Faire ses blancs pains, au Pays des Collines, c'est pétrir le drap du lit comme pour préparer une offrande pour l'au-delà. Ce geste annonce alors que la mort est proche et que le mourant, doucement, se prépare. En trois textes qui s'enchaînent, Françoise Lison-Leroy interroge la place prise par chacun dans sa famille, les présents comme les absents, ceux à la longue vie ou les enfants partis trop tôt. Comme cette tante de deux ans, emportée par la fièvre dans un temps où la vie des enfants était plus fragile. Au cimetière du village, sa tombe côtoie celles d'autres enfants ; un respect sacré, partagé, inné, entoure ce petit coin du cimetière. Sa présence habite les pensées et les promenades de l'auteur. évocations légères, souvenirs, bribes glanées au fil des pérégrinations, mémoire de la famille... ce qui reste de vie pour ceux qui grandissent. Précédée par cet enfant, l'auteure se sent aussi portée par celle qui lui offre alors une bienveillante attention. Elle tisse un monde où les sentiments se transmettent par delà les mots. Diane Delafontaine accompagne ce texte d'images qui, elles aussi, s'ancrent au passé comme au présent. Une manière de faire le lien et de donner au texte une tonalité faite de photos anciennes et de retouches à l'encre.

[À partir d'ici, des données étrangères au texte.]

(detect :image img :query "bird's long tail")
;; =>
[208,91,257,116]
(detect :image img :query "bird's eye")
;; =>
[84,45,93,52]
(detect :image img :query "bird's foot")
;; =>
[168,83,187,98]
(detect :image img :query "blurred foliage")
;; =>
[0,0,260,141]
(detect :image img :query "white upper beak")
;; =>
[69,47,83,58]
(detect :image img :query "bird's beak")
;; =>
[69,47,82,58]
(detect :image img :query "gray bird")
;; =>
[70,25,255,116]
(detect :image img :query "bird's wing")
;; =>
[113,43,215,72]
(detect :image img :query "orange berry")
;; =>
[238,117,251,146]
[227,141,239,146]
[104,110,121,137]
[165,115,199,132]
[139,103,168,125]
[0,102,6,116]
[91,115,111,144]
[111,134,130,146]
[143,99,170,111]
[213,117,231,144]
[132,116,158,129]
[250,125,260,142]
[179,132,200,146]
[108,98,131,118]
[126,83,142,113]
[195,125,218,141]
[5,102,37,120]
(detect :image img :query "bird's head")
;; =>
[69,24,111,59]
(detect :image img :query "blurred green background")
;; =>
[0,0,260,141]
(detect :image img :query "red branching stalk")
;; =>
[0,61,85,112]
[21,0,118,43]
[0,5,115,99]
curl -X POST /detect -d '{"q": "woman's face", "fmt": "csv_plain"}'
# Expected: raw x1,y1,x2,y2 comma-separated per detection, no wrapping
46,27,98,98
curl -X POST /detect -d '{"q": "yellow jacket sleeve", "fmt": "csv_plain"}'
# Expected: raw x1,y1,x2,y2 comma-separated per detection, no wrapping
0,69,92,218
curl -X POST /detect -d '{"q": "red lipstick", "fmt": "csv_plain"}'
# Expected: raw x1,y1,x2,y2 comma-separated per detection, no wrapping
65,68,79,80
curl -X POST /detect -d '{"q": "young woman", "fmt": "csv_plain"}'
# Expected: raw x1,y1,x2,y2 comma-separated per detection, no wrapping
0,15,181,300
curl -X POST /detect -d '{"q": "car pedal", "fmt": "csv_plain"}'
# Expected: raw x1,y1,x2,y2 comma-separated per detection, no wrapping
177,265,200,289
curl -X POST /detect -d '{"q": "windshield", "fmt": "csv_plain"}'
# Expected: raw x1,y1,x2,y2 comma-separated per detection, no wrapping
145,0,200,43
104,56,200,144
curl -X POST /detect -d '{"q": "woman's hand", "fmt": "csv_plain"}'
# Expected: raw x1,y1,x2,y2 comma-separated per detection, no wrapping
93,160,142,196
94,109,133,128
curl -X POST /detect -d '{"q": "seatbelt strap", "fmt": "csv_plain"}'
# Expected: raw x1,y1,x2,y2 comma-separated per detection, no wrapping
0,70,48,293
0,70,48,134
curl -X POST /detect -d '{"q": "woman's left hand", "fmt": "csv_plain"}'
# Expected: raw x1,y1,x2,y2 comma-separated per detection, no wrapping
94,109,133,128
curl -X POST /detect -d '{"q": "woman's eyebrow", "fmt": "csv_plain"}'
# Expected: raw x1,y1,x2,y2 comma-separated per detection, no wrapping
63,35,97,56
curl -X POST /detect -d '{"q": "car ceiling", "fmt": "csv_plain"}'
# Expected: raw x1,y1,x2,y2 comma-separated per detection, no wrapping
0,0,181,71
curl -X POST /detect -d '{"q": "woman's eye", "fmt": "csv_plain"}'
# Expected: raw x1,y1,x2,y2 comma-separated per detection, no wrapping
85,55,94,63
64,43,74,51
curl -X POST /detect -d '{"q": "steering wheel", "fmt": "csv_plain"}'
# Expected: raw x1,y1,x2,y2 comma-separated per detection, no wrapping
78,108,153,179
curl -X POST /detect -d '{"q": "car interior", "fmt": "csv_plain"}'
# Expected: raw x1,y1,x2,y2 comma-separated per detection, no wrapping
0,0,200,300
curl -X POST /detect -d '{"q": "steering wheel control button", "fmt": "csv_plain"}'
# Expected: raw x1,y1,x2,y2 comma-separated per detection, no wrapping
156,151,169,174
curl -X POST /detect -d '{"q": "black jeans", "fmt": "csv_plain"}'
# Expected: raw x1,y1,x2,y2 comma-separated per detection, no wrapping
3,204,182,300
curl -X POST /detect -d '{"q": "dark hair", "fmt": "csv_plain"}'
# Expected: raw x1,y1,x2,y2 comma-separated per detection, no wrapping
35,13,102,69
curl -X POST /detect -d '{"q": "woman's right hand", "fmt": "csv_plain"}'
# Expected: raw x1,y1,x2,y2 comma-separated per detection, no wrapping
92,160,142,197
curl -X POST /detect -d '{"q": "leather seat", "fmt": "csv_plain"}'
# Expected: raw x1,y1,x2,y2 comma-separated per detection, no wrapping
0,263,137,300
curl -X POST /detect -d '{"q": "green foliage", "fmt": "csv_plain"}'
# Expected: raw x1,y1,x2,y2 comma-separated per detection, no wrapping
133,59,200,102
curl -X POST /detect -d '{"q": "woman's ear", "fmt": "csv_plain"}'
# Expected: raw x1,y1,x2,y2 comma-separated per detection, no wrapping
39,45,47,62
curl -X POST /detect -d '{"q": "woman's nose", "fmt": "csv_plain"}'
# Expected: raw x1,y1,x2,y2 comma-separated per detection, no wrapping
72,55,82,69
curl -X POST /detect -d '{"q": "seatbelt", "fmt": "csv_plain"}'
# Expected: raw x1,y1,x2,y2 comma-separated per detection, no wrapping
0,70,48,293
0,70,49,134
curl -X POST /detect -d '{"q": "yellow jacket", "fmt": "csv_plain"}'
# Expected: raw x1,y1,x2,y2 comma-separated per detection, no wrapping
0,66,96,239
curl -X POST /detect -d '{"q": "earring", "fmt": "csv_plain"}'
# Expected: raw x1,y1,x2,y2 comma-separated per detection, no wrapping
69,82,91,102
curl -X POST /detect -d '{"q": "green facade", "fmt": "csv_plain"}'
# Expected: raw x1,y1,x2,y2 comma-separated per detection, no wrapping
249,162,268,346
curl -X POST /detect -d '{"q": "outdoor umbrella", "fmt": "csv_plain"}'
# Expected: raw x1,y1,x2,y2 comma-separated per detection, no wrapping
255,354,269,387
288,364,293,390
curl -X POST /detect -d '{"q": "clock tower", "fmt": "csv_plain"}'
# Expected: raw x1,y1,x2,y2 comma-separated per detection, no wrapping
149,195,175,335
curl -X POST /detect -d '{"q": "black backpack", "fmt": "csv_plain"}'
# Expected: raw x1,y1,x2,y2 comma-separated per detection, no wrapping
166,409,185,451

Trois moments pour dérouler le temps et arpenter la mémoire : une femme nous emmène dans la maison d'une grand-mère, vers les sentiers au fond du jardin et là où tout se trouble. La marche et l'errance urbaine y réveillent le souvenir et dessinent un nouveau territoire à parcourir. Texte de passage, de prise de conscience, de renoncement à un temps idéal qui passe par le deuil ? pas seulement des proches, mais d'une idée du monde, d'une liberté de rêver. Une écriture puissante, à vif, qui nous entraîne là où le quotidien devient poésie, là où le souvenir tisse sa trame.